Camila Galaz: It can change based on the interpretations going in. If they use or like AI, their puppet would be different from someone who sees AI as monstrous. But it's interesting seeing people heading toward tropes. AI goes towards tropes.

Emma Wiseman: What would come out with different materials? I worked with a playwright interested in e-waste. We brought in a bunch of old motherboards, wires, all sorts of stuff that was like, let's all make sure we're wearing gloves. We made and operated a giant puppet made out of those things, and of course, the quality of that is so different from paper and tape that you can throw around and lift with one hand.

Eryk Salvaggio: What's interesting about paper and tape is that because it's not valuable, the only thing that is of value in the puppet is the idea. People don't cherish their time with paper puppets! They're very aggressive toward the things that they've made.  

Emma Wiseman: But I am really seeing intense concentration and real decisions being made about these motions, even if it is playful.

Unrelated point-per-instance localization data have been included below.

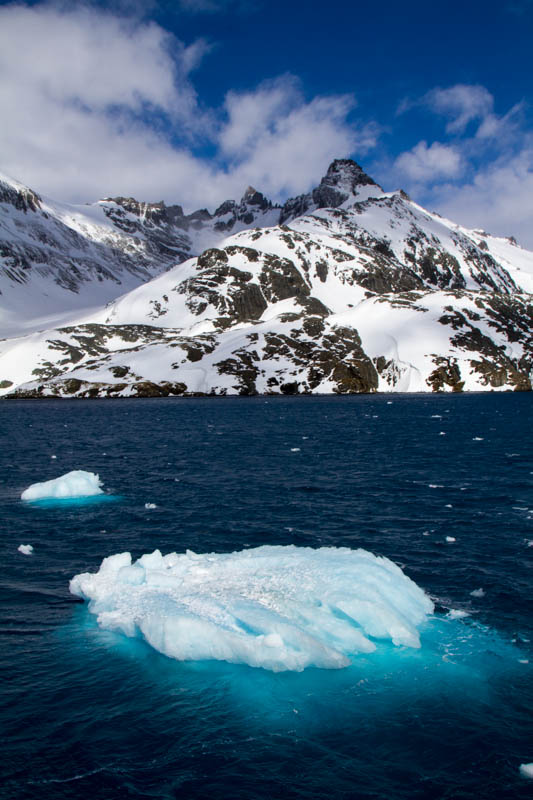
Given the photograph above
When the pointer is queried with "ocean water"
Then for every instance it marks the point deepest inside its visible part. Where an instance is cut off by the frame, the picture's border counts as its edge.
(89, 713)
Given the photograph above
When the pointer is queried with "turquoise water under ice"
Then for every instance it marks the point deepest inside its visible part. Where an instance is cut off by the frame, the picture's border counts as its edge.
(89, 713)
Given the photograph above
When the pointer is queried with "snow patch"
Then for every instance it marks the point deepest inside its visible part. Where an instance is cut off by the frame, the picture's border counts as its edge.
(276, 607)
(76, 483)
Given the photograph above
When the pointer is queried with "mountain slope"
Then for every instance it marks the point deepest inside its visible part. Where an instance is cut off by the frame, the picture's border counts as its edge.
(369, 292)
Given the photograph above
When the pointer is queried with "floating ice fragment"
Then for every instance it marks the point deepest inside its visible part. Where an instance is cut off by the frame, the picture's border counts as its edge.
(77, 483)
(280, 608)
(457, 613)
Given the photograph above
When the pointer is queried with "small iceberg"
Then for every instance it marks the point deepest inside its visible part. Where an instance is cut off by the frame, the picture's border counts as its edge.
(77, 483)
(275, 607)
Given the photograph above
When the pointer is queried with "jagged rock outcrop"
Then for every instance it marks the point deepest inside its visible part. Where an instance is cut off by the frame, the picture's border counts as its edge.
(345, 289)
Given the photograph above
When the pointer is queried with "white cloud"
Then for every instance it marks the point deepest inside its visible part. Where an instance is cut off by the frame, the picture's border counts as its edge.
(460, 104)
(425, 164)
(283, 143)
(98, 105)
(498, 199)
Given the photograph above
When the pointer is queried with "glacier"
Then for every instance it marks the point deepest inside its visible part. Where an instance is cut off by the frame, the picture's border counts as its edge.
(76, 483)
(275, 607)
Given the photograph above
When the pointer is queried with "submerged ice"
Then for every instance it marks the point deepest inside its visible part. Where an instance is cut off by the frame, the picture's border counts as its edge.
(276, 607)
(77, 483)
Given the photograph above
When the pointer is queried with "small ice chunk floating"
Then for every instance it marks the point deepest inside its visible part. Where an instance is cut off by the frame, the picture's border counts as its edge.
(77, 483)
(276, 607)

Eryk Salvaggio: I think if the prompts for the puppet making were like, "make a puppet that visualizes creativity in your community," people would probably not be tearing it apart and throwing it off a table.

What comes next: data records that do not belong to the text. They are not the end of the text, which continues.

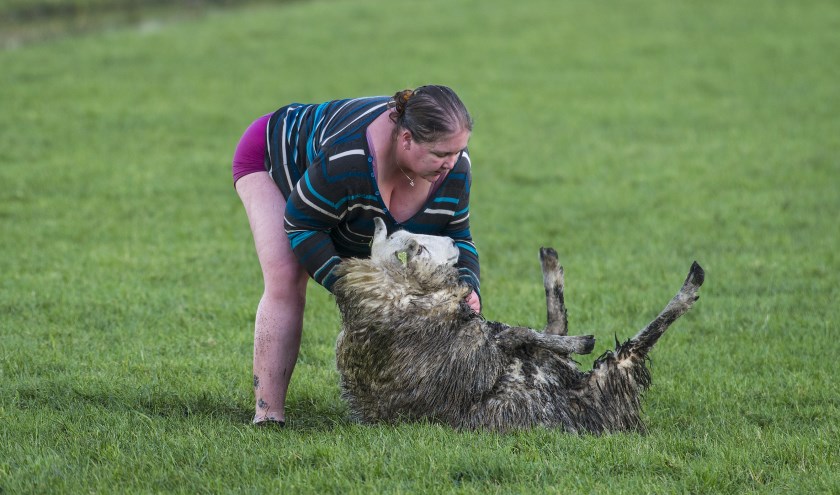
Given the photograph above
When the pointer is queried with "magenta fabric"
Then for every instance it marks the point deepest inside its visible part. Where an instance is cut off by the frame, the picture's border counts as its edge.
(249, 156)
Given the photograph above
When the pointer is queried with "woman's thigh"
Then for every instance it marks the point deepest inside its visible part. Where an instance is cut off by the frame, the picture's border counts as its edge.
(265, 207)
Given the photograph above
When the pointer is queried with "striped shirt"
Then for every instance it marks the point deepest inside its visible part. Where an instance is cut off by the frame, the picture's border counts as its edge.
(318, 155)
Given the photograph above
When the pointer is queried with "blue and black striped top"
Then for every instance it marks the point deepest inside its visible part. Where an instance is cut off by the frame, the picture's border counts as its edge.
(319, 157)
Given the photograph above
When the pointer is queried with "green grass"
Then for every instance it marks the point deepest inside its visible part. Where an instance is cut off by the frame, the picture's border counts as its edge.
(634, 137)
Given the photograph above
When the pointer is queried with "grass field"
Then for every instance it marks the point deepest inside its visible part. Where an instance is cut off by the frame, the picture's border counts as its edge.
(634, 137)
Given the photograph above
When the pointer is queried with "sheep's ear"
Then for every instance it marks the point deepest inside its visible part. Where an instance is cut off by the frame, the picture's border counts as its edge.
(380, 232)
(411, 250)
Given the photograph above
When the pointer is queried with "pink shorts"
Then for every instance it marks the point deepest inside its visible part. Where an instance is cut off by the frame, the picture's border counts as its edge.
(249, 156)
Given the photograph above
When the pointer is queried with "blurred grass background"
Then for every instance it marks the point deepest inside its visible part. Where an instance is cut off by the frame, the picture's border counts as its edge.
(633, 137)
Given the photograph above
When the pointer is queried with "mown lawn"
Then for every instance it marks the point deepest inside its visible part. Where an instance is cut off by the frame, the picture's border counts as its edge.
(633, 137)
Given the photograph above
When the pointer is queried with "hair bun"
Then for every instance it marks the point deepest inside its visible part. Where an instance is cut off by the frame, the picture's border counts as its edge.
(401, 99)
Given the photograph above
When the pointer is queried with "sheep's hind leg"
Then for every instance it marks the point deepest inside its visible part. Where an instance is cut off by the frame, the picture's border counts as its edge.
(642, 343)
(553, 280)
(514, 337)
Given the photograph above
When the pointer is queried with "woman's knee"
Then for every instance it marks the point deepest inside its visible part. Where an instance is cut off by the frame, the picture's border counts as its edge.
(286, 283)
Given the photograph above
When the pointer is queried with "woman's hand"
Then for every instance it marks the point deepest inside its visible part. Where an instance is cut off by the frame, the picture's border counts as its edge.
(473, 302)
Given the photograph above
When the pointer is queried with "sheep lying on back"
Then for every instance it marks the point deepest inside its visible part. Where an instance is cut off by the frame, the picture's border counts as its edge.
(411, 349)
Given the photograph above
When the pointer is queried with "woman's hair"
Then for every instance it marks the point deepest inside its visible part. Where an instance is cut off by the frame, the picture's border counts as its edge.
(430, 113)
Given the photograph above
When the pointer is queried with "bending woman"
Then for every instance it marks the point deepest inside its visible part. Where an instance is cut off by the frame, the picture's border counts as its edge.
(313, 176)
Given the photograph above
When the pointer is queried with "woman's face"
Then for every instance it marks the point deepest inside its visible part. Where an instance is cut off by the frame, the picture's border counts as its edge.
(431, 160)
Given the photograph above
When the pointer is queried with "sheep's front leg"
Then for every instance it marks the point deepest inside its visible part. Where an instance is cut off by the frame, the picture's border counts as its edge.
(557, 318)
(514, 337)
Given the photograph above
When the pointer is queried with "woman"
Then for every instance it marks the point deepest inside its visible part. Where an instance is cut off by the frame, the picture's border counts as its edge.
(313, 177)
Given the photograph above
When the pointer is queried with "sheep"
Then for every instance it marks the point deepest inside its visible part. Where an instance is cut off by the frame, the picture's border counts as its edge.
(410, 349)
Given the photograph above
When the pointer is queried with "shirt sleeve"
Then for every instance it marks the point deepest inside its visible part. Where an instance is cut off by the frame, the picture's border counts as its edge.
(459, 230)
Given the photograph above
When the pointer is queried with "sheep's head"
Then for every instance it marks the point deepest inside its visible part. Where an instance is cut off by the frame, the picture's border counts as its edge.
(402, 247)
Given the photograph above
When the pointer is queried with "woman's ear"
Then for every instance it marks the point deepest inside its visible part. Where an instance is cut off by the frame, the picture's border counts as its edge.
(405, 139)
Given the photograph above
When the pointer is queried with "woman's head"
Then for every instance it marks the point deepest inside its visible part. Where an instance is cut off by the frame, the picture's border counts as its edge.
(430, 113)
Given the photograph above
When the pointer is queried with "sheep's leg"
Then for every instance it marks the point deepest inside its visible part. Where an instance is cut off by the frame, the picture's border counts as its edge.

Camila Galaz: Initially I was struck by the physical, somatic experience of being able to puppeteer something. But in the end it was the fact that everyone was killing their puppet, which we saw echoed in our original workshop as well.  It’s the same feeling we get when we try to make AI create something that's a little off. The uncanny feeling — what is it that we've created? It is a puppet show. It is being moved in a way that we understand through children's play or actual puppetry shows. But it doesn't necessarily have the grounding that those things would have. It meant that things lost some weight, maybe in the same way that AI doesn't have that weight and history.

Emma Wiseman: One of the things we ask in puppetry is, how are these big ideas represented in movement? When I do workshops like this, we'll write a list of action words that have nothing to do with emotion, and then emotions that have nothing to do with action. Puppets can accomplish these actions, but the experiment explores, for example, what love looks like within those actions. All of these emotional words have to be translated into action in some way, when you’re dealing with a non-verbal form of storytelling.

Even if you were doing these action words that have no underlying intention to them, the audience is always going to make meaning or a story. You can't help it.